Talking of the role played by the administration, adviser said soon 1,100 CNG three-wheelers would be moving on the roads of Chandigarh and the Mass Rapid Transit System was also in progress that would help in reducing the carbon footprints in the city.

Mehra said people should accept that they were in the middle of climate change and the frequency of natural disasters was increasing at an alarming pace.

He said with economic development accompanied with the Industrial Revolution had led to the unprecedented development and great increase in welfare activities and thus increased the comfort levels.

But consequent to it was the huge consumption of fuels leading to global warming, he added.

While addressing the gathering, experts discussed the consequences of global warming which would lead to the rise of sea level and submerging of islands and coastal areas of the world.

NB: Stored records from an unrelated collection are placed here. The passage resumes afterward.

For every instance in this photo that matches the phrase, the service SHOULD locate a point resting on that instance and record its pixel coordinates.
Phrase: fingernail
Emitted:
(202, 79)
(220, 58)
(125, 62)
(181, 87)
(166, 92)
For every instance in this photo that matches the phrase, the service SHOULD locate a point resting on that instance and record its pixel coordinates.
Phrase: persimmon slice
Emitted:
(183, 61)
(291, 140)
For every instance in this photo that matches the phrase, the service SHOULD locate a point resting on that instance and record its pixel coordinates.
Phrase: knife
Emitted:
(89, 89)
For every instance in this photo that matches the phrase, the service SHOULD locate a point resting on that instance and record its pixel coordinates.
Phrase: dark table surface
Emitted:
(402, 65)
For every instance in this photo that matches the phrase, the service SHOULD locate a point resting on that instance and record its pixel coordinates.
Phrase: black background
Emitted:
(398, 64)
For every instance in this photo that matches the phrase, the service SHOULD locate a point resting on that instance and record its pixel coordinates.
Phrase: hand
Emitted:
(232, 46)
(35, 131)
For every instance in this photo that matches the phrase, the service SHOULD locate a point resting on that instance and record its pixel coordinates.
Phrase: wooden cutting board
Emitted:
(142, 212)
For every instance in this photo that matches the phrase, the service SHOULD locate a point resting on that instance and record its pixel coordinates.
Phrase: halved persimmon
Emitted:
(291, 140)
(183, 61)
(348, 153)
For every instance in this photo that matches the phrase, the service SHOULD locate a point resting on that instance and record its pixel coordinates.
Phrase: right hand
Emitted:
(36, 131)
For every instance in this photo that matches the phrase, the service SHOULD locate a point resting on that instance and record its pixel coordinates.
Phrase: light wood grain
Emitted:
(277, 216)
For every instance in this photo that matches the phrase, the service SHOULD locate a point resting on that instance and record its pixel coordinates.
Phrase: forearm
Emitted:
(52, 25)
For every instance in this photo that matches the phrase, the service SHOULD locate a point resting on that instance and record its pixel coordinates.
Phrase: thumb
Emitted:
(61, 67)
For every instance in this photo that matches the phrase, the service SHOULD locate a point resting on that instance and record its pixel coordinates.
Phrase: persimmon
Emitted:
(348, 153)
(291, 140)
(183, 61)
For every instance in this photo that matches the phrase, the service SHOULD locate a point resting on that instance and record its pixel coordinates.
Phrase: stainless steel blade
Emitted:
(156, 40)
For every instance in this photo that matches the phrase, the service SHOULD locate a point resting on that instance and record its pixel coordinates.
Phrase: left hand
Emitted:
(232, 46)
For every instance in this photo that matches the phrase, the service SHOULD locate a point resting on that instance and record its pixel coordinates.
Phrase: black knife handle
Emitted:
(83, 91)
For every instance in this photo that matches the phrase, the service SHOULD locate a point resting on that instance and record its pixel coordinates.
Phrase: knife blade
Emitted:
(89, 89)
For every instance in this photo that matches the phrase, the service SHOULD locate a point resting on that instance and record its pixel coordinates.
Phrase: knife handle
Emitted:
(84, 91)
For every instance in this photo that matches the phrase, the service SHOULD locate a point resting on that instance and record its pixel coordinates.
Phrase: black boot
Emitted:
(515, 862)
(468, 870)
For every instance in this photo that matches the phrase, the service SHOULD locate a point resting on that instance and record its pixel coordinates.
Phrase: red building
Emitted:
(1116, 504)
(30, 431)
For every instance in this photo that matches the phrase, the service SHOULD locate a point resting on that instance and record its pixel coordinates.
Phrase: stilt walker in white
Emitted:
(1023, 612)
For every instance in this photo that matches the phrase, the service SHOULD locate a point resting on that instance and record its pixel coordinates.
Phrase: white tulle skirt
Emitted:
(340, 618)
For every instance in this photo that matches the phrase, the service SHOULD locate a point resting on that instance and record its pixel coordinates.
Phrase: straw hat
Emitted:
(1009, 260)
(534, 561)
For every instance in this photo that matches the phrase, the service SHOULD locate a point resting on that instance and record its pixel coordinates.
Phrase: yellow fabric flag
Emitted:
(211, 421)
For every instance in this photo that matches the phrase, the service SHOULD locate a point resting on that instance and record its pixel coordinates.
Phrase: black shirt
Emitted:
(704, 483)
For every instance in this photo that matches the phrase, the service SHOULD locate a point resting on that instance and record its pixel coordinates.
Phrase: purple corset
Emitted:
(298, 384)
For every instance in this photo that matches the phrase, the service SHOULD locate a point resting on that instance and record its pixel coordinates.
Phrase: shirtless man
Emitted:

This will again lead to greater migration from coastal region in the internal cities getting influx of people thus would metamorphose the face of the cities in another 50 years.

Showing deep concern over the water scarcity in the country, the experts said it was unfortunate that a planet with more then 70 per cent of water cover was facing such shortage.

Director, PGI, Dr K.K. Talwar, many senior doctors and students were also present on the occasion.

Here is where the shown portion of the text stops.